Lukashenko in BBC interview: "They’re not coming to my country, they’re going to yours"

In an exclusive interview with the British broadcaster BBC, the president of Belarus, Aleksandr Lukashenko, said that it is "absolutely possible" that his forces helped migrants and asylum seekers to cross the border into Poland. However, in the interview the president denied that his regime deliberately brought in foreign migrants to put pressure on the European Union.

In recent months, thousands of migrants and asylum seekers, mainly from the Middle East, have tried to enter the EU via Belarus. They are stopped at the border with EU member state Poland, where tensions are growing. European countries accuse Lukashenko's regime of conducting a migrant crisis in retaliation for European sanctions.

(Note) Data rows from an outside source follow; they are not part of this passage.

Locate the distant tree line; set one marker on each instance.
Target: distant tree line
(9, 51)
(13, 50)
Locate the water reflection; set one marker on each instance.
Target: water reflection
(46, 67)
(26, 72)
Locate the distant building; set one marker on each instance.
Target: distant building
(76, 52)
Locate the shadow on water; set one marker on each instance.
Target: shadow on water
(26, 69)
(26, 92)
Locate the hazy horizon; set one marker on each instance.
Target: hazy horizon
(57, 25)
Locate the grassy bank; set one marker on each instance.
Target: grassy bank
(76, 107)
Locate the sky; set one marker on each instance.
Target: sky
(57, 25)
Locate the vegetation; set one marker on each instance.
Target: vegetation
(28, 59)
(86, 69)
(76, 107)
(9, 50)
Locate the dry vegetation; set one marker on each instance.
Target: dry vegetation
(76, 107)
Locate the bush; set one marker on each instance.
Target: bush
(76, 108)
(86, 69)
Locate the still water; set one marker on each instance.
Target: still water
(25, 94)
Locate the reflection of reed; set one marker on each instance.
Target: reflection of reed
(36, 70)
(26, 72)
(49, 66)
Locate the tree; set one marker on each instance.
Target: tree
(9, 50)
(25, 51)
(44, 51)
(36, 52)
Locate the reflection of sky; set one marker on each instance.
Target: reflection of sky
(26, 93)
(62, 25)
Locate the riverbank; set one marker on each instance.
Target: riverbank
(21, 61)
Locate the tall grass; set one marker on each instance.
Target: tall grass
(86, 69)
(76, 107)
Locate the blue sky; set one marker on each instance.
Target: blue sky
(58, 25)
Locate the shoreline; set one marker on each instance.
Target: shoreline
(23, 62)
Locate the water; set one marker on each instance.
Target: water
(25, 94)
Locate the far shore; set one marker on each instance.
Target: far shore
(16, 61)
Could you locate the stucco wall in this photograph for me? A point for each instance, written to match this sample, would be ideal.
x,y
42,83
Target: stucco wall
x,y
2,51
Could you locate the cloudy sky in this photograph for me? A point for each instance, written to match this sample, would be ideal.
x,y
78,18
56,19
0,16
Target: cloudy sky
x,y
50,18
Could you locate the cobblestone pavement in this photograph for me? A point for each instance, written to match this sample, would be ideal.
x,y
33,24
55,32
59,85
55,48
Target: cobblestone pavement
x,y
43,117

Lukashenko did not contradict the BBC that his troops were helping the migrants. "We're Slavs. We have hearts. Our troops know the migrants are going to Germany … Maybe someone helped them", Lukashenko told the BBC. "But I didn't invite them here", he said.

The president also made it clear that he will not let the migrants and asylum seekers be stopped for the time being. "They're not coming to my country, they're going to yours", he told the BBC journalist. "But I didn't invite them here. And to be honest, I don't want them to go through Belarus".

Lukashenko's main opponent, opposition leader Svetlana Tikhanovskaya, said she was not pleased with the BBC interview. She thought that the British broadcaster gave the president a platform to spread "lies and propaganda".